The provincial government, however, maintained it should still keep the cash, sparking another round of hearings.

Fitzpatrick said a different balancing of interest was in play at a forfeiture hearing than at a criminal trial where guilt or innocence are on the line, meaning the outcome can’t deprive someone of their liberty, only of property.

It didn’t change the wrongful nature of the Charter breaches, he wrote, but it changed the remedy. Breton has already benefited from the Charter remedy by having charges dropped. The forfeiture case heard evidence on the characteristics of the cash being consistent with drug trafficking and on the lack of alternative sources of Breton’s income.

This time, Fitzpatrick ruled that prosecutors had proven the cash found in the garage was the proceeds of crime and should be forfeited, although Breton could keep the $16,000 found in the house and in his pockets.

Breton appealed to the Ontario Court of Appeal. He argued his acquittal should preclude the judge from finding his money was unlawful.

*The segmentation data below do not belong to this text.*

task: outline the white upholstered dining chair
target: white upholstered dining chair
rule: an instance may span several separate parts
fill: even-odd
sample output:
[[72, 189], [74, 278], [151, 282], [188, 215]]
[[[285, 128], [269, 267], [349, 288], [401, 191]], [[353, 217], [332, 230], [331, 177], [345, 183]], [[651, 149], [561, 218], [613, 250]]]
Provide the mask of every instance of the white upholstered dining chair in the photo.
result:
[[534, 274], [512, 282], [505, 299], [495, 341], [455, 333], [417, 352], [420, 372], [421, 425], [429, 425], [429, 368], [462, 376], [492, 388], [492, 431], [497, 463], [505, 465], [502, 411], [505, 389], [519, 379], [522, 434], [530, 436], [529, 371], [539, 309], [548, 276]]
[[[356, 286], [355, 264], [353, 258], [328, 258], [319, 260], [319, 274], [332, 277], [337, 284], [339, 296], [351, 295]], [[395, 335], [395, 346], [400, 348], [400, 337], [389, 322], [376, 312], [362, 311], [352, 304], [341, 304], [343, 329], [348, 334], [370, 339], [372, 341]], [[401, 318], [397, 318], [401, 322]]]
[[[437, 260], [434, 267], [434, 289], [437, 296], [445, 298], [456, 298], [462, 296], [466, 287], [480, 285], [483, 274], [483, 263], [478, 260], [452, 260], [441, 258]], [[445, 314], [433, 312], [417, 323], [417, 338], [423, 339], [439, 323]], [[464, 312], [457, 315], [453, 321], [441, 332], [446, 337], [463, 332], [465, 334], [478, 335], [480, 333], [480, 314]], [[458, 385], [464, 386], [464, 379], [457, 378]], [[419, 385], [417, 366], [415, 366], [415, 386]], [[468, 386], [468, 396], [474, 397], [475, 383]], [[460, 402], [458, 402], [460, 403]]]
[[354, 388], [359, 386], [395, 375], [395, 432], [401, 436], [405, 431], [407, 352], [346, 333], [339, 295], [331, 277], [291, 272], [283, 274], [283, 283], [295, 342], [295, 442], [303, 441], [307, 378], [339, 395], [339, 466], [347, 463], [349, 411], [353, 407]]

The appeal court disagreed, finding the trial judge had ruled the money couldn’t be used as evidence at trial, but the money was never ruled to be lawfully obtained since it was no longer in evidence.

In other words, Breton was deemed innocent, not his money.

The court of appeal dismissed Breton’s appeal.

Breton could not be reached for comment and his lawyer did not respond to a request for comment prior to publication deadline.